Search code examples
amazon-web-servicesamazon-s3amazon-cloudfrontmulti-tenant

Serve SPA multi-tenants through AWS CloudFront from a single S3 bucket

Given the following considerations:

  • Single S3 bucket containing static Frontend SPA files.
  • Frontend is being served through CloudFront, where each tenant has their own CloudFront distribution (tenantA.domain.com, ... tenantZ.domain.com).
  • Each tenant has their own configurations (which can be fetched from a Configuration service resolving the domain).
  • Each CloudFront needs to inject such configurations in the Frontend at run time.

Consider the diagram below.

I am thinking of a Lambda function, that queries the "Configuration service" (possibly caching the response), and then setting globally scoped variables (e.g. window.config1) for the SPA to use. Is such a scenario possible through CloudFront? Is there a more common/standardized way?

Solution

  • Yes you can do this, I have done it! (Been meaning to write a blog about it. I work on a multi-tenant SAAS platform, where tenants have their own identity provider configuration for Cognito. What I did was I had a file config.js, looks something like this which had a bunch of Cognito settings: (I'm using ReactJS)

    window.TENANT_CONFIG = {
      REACT_APP_USERPOOL_REDIRECT_SIGNIN : "https://todo.somesite.com/",
      REACT_APP_USERPOOL_REDIRECT_SIGNOUT : "https://todo.somesite.com/",
      REACT_APP_WEB_CLIENT_ID : "todo",
      REACT_APP_TENANT_NAME : "todo" ....
    };

    This tile is included as a javascript script at the top of my index.html

    <script type="text/javascript" src="%PUBLIC_URL%/config.js"></script>

    Lambda

    You need a Lambda function in us-east-1 which will become a Lambda at Edge in your Cloudfront distribution. This function must be only 128 MB and have no environment variables. You can refer to this documentation on how to create the Lambda function.
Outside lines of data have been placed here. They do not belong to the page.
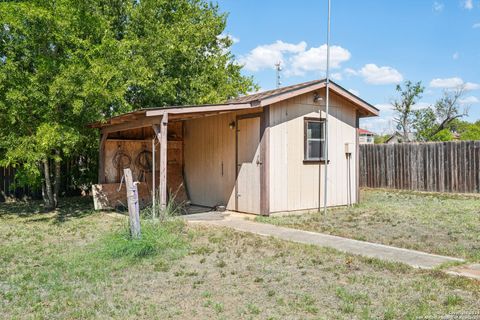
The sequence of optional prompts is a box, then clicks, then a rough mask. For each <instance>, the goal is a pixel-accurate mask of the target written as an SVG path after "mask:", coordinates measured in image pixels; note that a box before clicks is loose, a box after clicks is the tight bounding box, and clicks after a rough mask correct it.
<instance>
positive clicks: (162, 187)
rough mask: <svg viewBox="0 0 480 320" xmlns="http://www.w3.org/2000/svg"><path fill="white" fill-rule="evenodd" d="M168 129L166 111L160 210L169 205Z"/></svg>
mask: <svg viewBox="0 0 480 320" xmlns="http://www.w3.org/2000/svg"><path fill="white" fill-rule="evenodd" d="M167 129H168V113H165V114H164V115H163V117H162V122H161V123H160V135H161V137H160V138H161V141H160V188H159V189H160V210H165V208H166V207H167V150H168V148H167V144H168V139H167V134H168V133H167Z"/></svg>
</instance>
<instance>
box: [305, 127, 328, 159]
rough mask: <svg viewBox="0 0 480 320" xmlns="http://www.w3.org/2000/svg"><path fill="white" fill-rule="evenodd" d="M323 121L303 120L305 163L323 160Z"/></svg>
mask: <svg viewBox="0 0 480 320" xmlns="http://www.w3.org/2000/svg"><path fill="white" fill-rule="evenodd" d="M324 148H325V120H324V119H318V118H317V119H315V118H305V159H304V160H305V161H322V160H324V158H325V156H324V155H325V153H324Z"/></svg>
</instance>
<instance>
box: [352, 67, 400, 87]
mask: <svg viewBox="0 0 480 320" xmlns="http://www.w3.org/2000/svg"><path fill="white" fill-rule="evenodd" d="M358 73H359V74H360V75H361V76H362V77H363V78H364V80H365V81H366V82H367V83H370V84H391V83H399V82H402V81H403V76H402V74H401V73H400V72H398V71H397V70H396V69H394V68H392V67H387V66H383V67H379V66H377V65H376V64H373V63H369V64H366V65H364V66H363V68H362V69H360V70H359V72H358Z"/></svg>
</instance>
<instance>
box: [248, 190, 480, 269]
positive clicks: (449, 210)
mask: <svg viewBox="0 0 480 320" xmlns="http://www.w3.org/2000/svg"><path fill="white" fill-rule="evenodd" d="M479 203H480V198H479V197H474V196H468V195H455V194H451V195H449V194H427V193H415V192H405V191H386V190H372V189H370V190H363V191H362V192H361V202H360V204H358V205H355V206H353V207H350V208H349V207H340V208H335V209H330V210H328V213H327V215H326V216H324V215H323V212H322V213H305V214H302V215H290V216H280V217H275V216H271V217H257V218H256V220H257V221H260V222H265V223H271V224H275V225H281V226H286V227H291V228H297V229H302V230H309V231H316V232H322V233H328V234H333V235H338V236H343V237H347V238H352V239H357V240H363V241H371V242H377V243H383V244H387V245H392V246H397V247H403V248H408V249H415V250H420V251H425V252H430V253H436V254H441V255H448V256H454V257H460V258H466V259H468V260H471V261H477V262H478V261H480V205H479Z"/></svg>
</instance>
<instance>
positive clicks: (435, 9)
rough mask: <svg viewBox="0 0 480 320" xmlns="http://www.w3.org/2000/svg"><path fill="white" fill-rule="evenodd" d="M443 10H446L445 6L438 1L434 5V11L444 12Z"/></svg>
mask: <svg viewBox="0 0 480 320" xmlns="http://www.w3.org/2000/svg"><path fill="white" fill-rule="evenodd" d="M443 8H445V5H444V4H443V3H441V2H437V1H435V2H434V3H433V11H436V12H441V11H443Z"/></svg>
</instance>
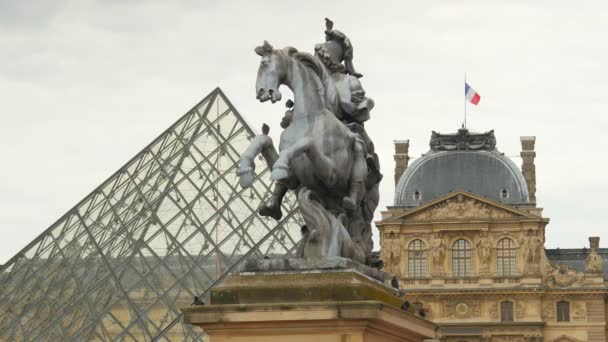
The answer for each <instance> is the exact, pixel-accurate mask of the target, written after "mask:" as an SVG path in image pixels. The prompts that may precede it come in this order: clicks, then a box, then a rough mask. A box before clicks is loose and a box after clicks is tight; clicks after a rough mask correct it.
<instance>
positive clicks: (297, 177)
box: [239, 19, 382, 265]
But in general you need to construct the window.TEN.... You can read the event.Records[0].cf.request.headers['host'][0].value to determine wether your call came from one domain or the other, and construct the appropriate config.js file. My Lambda function actually reads configuration from an S3 bucket. Yours will be different.

    CloudFront

    If you can generate the correct certificate, you only need one CloudFront domain actually. Just make sure you have added the CNames of all the different subdomains. Then you need to add a behaviour with a path pattern of: config.js. Configure a Lambda Function Associations of Viewer Request and Specify your Lambda Function ARN. And you are good to go!